Friday, June 21, 2013

What if They Started a War . . .

. . .  and other countries showed up, but the U.S. declined to participate?  Unfortunately, that is not what our leaders in Washington have chosen to do. 

Instead, the Obama administration has agreed to involve us in another Middle East conflict, this time with Syria.
Street fighting rages in the cities and towns of Syria
as rebel groups including anti-American factions
such as Hezbollah strive to topple President Bashar
al Assad.  (TV Screen Shot/Credit Fox News)
It began with Syrian demonstrations in 2011 – those have since morphed into another of the area’s sectarian-driven Islamist civil wars, this one against President Bashar al Assad.  Estimates of total casualties stand at 93,000, and additional thousands of refugees have fled across Syria’s northern border to Turkey.

The Obama administration recently announced that it will supply military assistance to Syrian rebels, and that it will funnel that assistance through General Salim Idriss, a Syrian exile.  As leader of the Supreme Military Council, Idriss holds together a fragile coalition of anti-Assad rebel fighters, the Free Syrian Army.

He will be relied upon not only by the U.S., but also by Saudi Arabia and Qatar, two countries which have already provided aid to anti-Assad rebels.  Idriss is expected to assure that military ordnance reaches only the FSA and does not find its way to Islamist forces inimical to U.S. interests.

Al Qaida-supported troops have also interposed themselves in the Syrian civil war in an effort to topple the Assad regime. They present a serious problem to the U.S. Administration, because they are not considered as authentic opposition.  Should Assad be overthrown, this faction of extremists is expected to press for a role and a commitment to Islamist goals in any new Syrian government.

Iran continues to support Bashar al-Assad’s leadership and is believed to be supplying arms and munitions to prop up his forces.  Making the situation worse, Lebanon-based Hezbollah has also entered the fray with its own fighting force in the hope of keeping Assad from being toppled. 
Russia is a wild card, but so far it remains adamant in its insistence that any negotiated solution should not require the removal of Assad.
The purported justification for our getting engaged in this next intractable morass within The Middle East is that the Syrian military is alleged to have used chemical weapons against the opposition. 

Yet no conclusive evidence has been presented to Americans to that effect.  Or, if such weapons were indeed employed, that their use did not originate from a rebel faction instead, in order to goad the U.S. into intervening.

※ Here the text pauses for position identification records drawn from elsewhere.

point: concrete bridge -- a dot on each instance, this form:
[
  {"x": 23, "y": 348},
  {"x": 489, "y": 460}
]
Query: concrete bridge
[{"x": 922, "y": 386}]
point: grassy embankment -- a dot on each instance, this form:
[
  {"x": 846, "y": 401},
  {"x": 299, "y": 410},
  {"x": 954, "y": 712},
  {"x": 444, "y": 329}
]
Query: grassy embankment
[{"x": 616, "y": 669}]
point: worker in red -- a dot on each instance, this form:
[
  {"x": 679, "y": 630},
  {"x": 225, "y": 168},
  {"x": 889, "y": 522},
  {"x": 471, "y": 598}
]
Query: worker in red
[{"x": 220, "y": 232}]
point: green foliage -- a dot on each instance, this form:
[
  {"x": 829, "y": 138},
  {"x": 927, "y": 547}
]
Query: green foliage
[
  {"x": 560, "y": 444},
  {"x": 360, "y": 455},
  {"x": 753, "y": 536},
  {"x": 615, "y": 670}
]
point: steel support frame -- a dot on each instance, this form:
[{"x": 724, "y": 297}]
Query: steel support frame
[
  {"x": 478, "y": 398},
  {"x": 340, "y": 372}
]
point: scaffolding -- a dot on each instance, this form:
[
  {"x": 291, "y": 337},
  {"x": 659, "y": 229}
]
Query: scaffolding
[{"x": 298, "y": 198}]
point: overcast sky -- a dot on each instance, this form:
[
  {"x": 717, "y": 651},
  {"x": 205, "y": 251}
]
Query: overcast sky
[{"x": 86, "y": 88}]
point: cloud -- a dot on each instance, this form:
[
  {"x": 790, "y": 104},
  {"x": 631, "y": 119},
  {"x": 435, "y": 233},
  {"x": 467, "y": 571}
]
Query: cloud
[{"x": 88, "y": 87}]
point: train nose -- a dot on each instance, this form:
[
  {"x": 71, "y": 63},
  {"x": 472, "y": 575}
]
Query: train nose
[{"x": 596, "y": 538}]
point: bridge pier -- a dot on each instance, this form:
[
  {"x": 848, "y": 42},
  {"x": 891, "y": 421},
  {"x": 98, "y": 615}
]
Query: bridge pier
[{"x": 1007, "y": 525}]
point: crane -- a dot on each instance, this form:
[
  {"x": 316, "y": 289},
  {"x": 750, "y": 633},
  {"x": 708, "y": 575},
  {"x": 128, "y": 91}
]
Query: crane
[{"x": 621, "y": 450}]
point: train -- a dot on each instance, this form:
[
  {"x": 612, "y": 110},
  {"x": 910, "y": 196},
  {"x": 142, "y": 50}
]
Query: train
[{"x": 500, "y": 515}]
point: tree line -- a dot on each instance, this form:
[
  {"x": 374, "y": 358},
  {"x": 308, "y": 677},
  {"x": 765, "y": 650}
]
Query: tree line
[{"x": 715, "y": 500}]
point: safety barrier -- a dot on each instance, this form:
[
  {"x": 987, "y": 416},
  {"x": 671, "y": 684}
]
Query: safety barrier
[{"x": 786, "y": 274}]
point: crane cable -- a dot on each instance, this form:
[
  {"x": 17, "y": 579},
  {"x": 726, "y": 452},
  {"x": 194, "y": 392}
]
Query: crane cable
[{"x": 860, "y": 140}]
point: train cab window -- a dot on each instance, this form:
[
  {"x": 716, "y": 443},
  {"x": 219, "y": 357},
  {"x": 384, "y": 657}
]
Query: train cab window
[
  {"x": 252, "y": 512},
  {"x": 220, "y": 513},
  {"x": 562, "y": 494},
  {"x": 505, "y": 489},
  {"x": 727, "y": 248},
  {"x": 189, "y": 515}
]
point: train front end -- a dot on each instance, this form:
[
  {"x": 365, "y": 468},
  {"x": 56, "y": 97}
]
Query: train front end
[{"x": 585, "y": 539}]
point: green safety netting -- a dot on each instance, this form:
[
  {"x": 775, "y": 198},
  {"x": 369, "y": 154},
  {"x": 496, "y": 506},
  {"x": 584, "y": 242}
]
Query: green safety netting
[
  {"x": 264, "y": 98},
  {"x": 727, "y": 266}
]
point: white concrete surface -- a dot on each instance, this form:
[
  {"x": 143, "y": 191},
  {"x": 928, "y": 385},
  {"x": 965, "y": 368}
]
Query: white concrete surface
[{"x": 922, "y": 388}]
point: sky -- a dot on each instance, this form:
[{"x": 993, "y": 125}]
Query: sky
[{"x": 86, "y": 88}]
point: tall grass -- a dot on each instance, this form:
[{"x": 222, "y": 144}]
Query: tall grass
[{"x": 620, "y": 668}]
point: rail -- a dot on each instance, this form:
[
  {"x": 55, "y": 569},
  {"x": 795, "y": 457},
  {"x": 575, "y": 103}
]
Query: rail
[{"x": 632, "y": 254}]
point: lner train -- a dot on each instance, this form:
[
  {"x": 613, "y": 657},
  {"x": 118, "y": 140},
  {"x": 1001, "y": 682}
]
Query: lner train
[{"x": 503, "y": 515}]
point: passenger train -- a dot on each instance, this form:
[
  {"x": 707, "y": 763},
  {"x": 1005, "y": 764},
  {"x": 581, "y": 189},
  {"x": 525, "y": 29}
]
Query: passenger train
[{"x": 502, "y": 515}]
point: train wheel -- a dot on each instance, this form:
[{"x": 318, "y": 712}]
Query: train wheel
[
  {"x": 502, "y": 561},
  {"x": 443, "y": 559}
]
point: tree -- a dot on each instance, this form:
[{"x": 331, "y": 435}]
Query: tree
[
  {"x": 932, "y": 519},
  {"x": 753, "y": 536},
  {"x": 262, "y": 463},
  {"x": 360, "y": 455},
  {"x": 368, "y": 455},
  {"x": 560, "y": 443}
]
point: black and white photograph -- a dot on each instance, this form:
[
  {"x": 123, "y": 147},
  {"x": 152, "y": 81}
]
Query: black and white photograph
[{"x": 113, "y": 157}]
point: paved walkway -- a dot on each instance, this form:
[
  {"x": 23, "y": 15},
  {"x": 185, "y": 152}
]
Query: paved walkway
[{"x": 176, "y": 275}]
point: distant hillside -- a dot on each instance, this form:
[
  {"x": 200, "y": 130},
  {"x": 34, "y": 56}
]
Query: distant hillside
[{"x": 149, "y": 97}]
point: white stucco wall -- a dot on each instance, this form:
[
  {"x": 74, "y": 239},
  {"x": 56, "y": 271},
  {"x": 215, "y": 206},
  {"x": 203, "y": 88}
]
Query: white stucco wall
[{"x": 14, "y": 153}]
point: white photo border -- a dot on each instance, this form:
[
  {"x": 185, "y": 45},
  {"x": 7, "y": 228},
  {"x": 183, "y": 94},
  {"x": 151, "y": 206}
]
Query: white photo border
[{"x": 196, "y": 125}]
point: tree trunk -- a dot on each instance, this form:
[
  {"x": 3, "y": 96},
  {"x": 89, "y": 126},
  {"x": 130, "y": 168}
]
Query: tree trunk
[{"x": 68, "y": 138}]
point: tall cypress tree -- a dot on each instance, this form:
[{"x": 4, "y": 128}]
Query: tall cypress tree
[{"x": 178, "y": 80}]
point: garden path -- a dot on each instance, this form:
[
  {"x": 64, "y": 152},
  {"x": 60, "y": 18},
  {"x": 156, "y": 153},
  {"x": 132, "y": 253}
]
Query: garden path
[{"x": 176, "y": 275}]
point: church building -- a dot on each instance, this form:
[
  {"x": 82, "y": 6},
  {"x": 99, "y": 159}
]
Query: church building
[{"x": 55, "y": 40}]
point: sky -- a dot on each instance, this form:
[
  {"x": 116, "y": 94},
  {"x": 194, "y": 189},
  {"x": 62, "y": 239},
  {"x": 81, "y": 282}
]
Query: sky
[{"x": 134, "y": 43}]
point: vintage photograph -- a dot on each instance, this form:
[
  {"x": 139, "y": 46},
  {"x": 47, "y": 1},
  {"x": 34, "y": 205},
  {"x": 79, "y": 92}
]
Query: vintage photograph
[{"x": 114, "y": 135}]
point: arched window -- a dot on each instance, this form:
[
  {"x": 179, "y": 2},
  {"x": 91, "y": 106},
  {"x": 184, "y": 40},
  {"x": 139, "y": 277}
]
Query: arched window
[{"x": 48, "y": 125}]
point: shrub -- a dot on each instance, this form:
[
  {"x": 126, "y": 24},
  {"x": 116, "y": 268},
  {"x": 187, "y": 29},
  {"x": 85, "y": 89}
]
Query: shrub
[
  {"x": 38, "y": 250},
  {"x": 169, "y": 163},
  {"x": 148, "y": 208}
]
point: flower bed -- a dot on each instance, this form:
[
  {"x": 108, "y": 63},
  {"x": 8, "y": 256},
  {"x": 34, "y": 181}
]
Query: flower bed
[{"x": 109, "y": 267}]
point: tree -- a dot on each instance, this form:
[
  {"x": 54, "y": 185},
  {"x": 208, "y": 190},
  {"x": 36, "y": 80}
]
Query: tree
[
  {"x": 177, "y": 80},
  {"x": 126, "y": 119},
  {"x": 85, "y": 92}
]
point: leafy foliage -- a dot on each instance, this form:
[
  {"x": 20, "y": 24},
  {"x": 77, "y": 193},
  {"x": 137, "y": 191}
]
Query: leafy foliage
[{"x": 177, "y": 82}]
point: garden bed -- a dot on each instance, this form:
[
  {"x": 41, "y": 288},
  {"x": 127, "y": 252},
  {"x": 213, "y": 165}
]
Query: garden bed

From 100 to 150 victims are claimed to have been killed in a single incident of an inconclusive, unsubstantiated chemical attack.  No other such occurrences, before or since have been claimed or documented.

The Obama administration’s assertion that chemical weapons were unleashed in Syria calls to mind the Bush administration’s contention that WMD’s were used by Saddam Hussein in Iraq.
 
That was subsequently determined to be untrue, yet it was the prime causal factor that led to our invasion of Iraq, the interminable street-to-street fighting that ensued, and the maiming and deaths of American soldiers caused by roadside bombings. 

For years, that rash decision cost America the lives of its irreplaceable U.S. fighting men and women and left behind severe cases of post-traumatic stress syndrome for thousands of that conflict’s survivors.
Now, President Obama tells us that the use of chemical warfare in Syria is the red line which, if crossed, would draw us into intervening.  Convincing evidence has yet to be presented to Americans that this “red line” has been breached.

Eventually, liberal hawks within the White House, their sympathizers ensconced in Beltway think tanks, and prominent conservatives such as Senator John McCain have prevailed.  President Barack Obama is allowing himself to be dragged into another untimely and unwise response to this latest Middle East crisis.   

Yesterday, an expeditionary force including U.S. Marines concluded “Eager Lion,” a joint U.S./Jordanian military exercise involving 19 countries in Jordan’s desert near the northern border with Syria, presumably to rattle Syrian President Bashar al Assad. 

The U.S. has also positioned F-16 fighter jets and Patriot anti-missile defenses in Jordan.  No clarifications about their intended use have been forthcoming from President Obama or members of his administration.

What a tragic mistake.

Note:  Revised and Updated, 6/24/2013, 6:36PM.  In part, information for this update was sourced from a Washington Post column by Liz Sly.